The correct option is A $10787.2N/m^2$

Depth $\left(h\right)=1.5m$, Length $\left(L\right)=4m$, Breadth $\left(B\right)=2m$

acceleration $\left(a\right)=$$4m/s^2$

Inclination $\alpha$$=30$

$P_F$= Pressure at bottom of tank at front end.

Horizontal component of acceleration $a_x=a\cos \alpha$$=3.464$

Vertical component of accleration $a_y=a\sin \alpha$=2

As the tank moves upward, the free surface of the water tank makes angle $\theta$ with horizontal which is given by

$\tan \theta =\frac{a_x}{a_y+g}=0.3$

$\theta =16.34$

Since the free surface makes an angle with the horizontal tank, so, the water has risen by some height at the rear end and fall by some height at front end.

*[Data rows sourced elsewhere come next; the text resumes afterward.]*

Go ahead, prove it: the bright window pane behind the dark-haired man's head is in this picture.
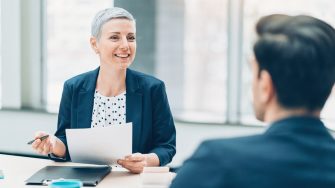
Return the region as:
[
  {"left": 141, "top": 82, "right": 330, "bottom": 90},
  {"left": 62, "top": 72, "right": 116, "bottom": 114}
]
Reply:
[{"left": 241, "top": 0, "right": 335, "bottom": 128}]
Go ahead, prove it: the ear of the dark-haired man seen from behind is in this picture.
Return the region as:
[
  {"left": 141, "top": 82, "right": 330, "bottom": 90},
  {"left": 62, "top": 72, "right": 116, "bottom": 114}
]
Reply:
[{"left": 259, "top": 70, "right": 275, "bottom": 103}]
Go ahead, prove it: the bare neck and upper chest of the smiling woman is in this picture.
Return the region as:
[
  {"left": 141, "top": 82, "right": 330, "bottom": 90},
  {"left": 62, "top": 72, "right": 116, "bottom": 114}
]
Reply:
[{"left": 96, "top": 66, "right": 126, "bottom": 96}]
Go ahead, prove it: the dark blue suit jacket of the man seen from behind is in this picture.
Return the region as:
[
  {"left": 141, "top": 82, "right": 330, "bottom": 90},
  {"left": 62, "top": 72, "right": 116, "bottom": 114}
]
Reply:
[{"left": 171, "top": 117, "right": 335, "bottom": 188}]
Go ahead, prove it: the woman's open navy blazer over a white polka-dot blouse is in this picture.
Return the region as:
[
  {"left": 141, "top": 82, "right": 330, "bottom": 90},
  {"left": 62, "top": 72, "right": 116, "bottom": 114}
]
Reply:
[{"left": 55, "top": 68, "right": 176, "bottom": 165}]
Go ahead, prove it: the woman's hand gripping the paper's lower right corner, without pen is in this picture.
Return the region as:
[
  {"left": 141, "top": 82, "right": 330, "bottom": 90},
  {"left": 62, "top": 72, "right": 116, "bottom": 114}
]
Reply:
[{"left": 117, "top": 153, "right": 159, "bottom": 174}]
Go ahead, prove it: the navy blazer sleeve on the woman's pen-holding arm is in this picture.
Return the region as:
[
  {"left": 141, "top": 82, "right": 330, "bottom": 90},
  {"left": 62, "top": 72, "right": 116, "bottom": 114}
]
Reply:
[{"left": 49, "top": 82, "right": 72, "bottom": 161}]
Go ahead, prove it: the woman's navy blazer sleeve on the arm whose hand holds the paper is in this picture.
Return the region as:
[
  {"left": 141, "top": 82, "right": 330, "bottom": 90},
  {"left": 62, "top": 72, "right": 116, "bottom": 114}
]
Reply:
[{"left": 151, "top": 82, "right": 176, "bottom": 166}]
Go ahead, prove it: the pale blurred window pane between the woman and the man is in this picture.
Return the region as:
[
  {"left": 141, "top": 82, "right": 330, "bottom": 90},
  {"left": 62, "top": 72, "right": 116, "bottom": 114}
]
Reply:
[{"left": 173, "top": 0, "right": 227, "bottom": 122}]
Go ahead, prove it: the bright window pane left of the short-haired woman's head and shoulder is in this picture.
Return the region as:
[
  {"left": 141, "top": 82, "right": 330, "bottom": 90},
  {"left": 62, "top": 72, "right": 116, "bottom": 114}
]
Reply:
[{"left": 46, "top": 0, "right": 113, "bottom": 112}]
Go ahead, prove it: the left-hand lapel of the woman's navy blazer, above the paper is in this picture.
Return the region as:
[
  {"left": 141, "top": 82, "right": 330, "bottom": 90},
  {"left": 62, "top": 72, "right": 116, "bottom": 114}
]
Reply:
[{"left": 77, "top": 68, "right": 99, "bottom": 128}]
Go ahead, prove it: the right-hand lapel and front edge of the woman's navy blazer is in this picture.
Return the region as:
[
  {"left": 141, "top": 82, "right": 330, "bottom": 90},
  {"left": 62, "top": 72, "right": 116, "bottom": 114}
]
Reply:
[{"left": 126, "top": 69, "right": 142, "bottom": 152}]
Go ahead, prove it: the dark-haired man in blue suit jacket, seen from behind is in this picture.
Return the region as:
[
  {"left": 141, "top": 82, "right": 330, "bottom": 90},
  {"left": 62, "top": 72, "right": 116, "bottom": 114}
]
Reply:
[{"left": 171, "top": 15, "right": 335, "bottom": 188}]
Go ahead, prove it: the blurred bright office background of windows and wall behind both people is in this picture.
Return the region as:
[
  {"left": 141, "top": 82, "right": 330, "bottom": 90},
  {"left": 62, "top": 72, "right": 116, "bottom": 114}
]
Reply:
[{"left": 0, "top": 0, "right": 335, "bottom": 166}]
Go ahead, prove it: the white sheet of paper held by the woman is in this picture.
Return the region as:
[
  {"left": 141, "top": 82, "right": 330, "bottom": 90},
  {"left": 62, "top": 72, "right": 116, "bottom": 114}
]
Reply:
[{"left": 66, "top": 123, "right": 133, "bottom": 165}]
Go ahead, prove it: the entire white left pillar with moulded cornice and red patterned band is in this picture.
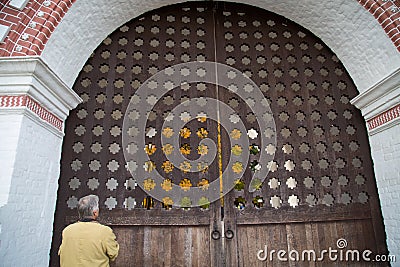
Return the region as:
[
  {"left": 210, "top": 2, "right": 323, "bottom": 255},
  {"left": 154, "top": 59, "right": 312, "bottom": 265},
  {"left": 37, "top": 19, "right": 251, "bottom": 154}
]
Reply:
[{"left": 0, "top": 58, "right": 81, "bottom": 266}]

Let $h_0$ be that raised height.

Then $\frac{h}{d}=\tan \theta$ where $d=\frac{L}{2}=2m$

Therefore , $h_0=2\tan \theta =0.58$

Total height on the front side $h_2=1.5-h_0=0.91m$

Pressure at front end bottom = $P_F=\rho g{h}_2(1+\frac{a_y}{g})=1000\times 9.81\times 0.91(1+\frac{2}{9.81})=10787.2N/m^2$